Make Me Your Queen was phenomenally performed. The drummer held the other musicians together like superglue, creating a solid wall of sound. The lead vocals were spot on. McKenna was flicking into falsetto and out again like a light switch, the song’s chorus accentuated by the crowd’s participation. In true frontman fashion, McKenna swapped between an acoustic guitar and his electric guitar halfway through, his stage presence seemingly off the scale.
An invaluable element of the show was the lights. The colourful display was tailored to each song, making the gig feel like a rock concert ten times the size of Concorde 2. Often, there would be a combination of three colours at a time, intensifying the current song and giving each individual tune a life of its own. The smoke machines also appeared to be in overdrive. The stage seemed like some kind of an alternate reality, providing a psychedelic experience for us in the audience.

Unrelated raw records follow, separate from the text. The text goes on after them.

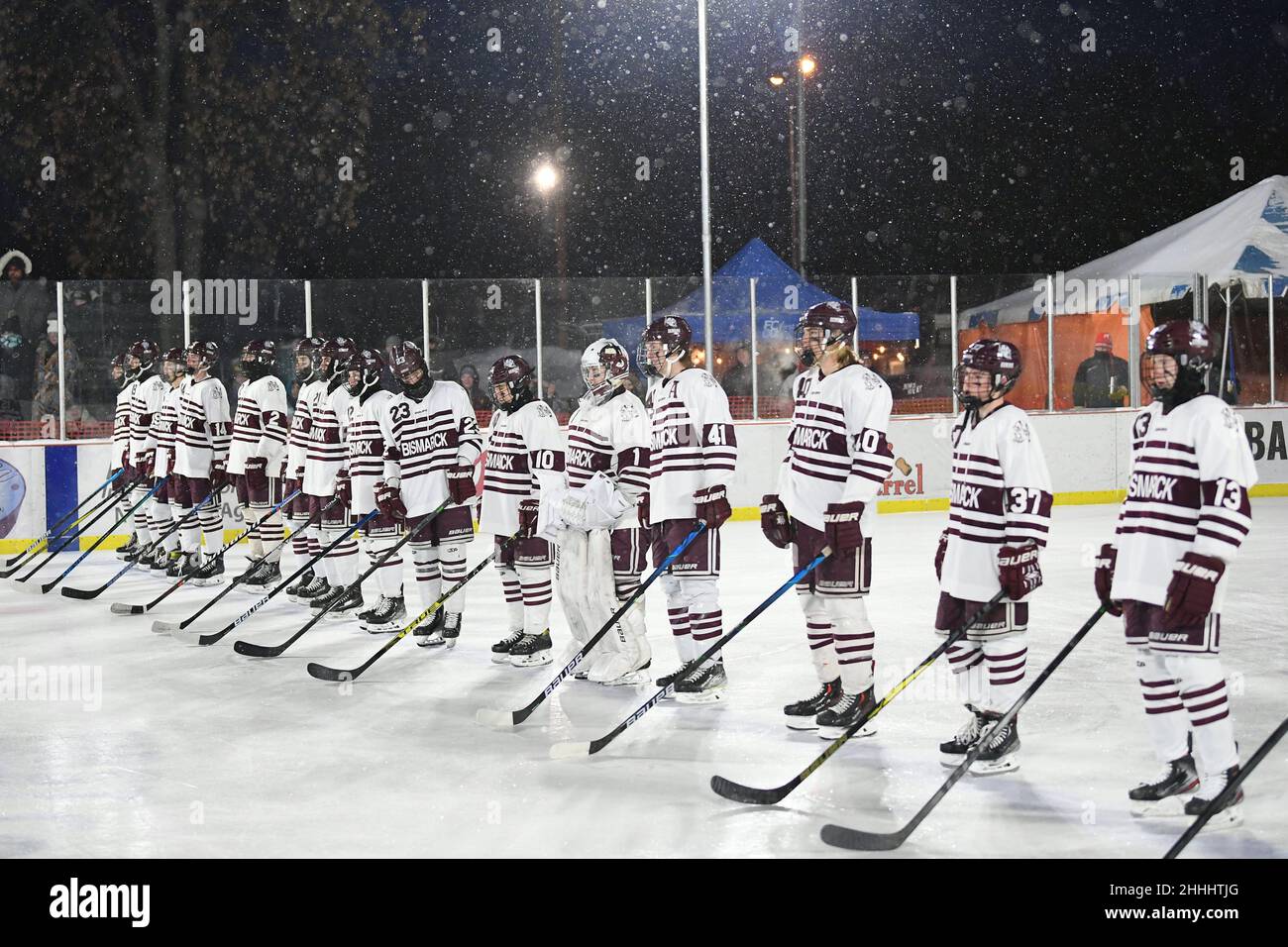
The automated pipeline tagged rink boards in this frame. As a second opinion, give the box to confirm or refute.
[0,407,1288,554]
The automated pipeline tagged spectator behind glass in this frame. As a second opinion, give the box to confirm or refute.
[1073,333,1130,407]
[461,365,492,411]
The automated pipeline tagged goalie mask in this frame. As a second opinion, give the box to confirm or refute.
[581,339,631,404]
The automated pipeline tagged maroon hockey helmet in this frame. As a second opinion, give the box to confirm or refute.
[635,316,693,377]
[953,339,1024,408]
[187,339,219,371]
[796,299,859,368]
[486,355,536,411]
[345,349,385,398]
[1140,320,1216,407]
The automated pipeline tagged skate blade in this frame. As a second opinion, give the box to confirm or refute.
[1128,795,1190,818]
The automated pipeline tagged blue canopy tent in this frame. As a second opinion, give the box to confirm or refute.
[604,237,919,348]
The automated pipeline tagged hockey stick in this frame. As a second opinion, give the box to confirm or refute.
[4,484,134,582]
[112,489,300,614]
[58,491,222,601]
[474,522,707,727]
[711,588,1006,805]
[0,468,121,567]
[1163,719,1288,860]
[550,546,832,760]
[14,478,164,595]
[821,604,1105,852]
[305,533,519,681]
[233,497,452,657]
[152,497,340,635]
[171,507,380,646]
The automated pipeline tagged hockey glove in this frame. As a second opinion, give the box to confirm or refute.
[519,498,541,540]
[1163,553,1225,629]
[210,460,228,489]
[335,471,353,509]
[693,483,733,530]
[1096,543,1124,617]
[245,458,268,493]
[760,493,796,549]
[447,464,474,504]
[997,543,1042,601]
[376,476,407,522]
[823,500,863,553]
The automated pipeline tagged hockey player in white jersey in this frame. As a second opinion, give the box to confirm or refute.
[554,339,652,685]
[297,335,358,614]
[760,301,894,740]
[327,349,396,634]
[150,348,188,579]
[1095,321,1257,824]
[108,355,142,559]
[935,339,1051,776]
[480,355,564,668]
[121,339,168,562]
[282,336,326,601]
[376,342,483,648]
[636,316,738,703]
[171,340,233,585]
[228,339,287,591]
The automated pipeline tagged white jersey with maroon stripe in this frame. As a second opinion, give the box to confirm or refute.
[939,403,1051,601]
[778,365,894,535]
[380,381,483,517]
[228,374,293,476]
[107,381,139,471]
[564,390,649,530]
[1111,394,1257,613]
[130,374,170,464]
[349,388,394,517]
[304,376,353,496]
[480,401,566,536]
[152,374,188,476]
[648,368,738,523]
[174,376,233,476]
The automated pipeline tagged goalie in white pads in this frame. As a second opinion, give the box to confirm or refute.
[376,342,483,648]
[1095,321,1257,824]
[760,301,894,740]
[636,316,738,703]
[555,339,652,685]
[228,339,287,591]
[480,355,564,668]
[935,339,1051,776]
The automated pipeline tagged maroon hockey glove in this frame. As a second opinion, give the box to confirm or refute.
[210,460,228,489]
[997,543,1042,601]
[335,471,353,509]
[1163,553,1225,627]
[447,464,474,502]
[823,500,863,553]
[1096,543,1124,618]
[519,498,541,540]
[245,458,268,492]
[693,483,733,530]
[376,480,407,520]
[935,530,948,579]
[760,493,796,549]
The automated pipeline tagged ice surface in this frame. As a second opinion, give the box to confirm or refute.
[0,498,1288,857]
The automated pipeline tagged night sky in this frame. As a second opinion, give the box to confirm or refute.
[0,0,1288,278]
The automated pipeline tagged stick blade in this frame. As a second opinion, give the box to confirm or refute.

Bethlehem was one of the highlights of the evening. The basslines were prominent in the live mix, boosting the power of the song. The bass player was also able to emphasise the vocal melodies and demonstrated the superb musical chemistry in the band. Simultaneously, the lead guitarist was pulling off impressive lead guitar lines under McKenna’s voice in the chorus, bringing a new depth that was a marvel to listen to.
The set ended surprisingly early (approximately 9:30pm) but it was a satisfactory conclusion. McKenna wasn’t too afraid to crowd surf, keeping his crowd engaged all the way to the end. Overall, it was a sensational gig from an artist still so early in his career. A performance that a seasoned professional would have given, it was a true example of a rock gig.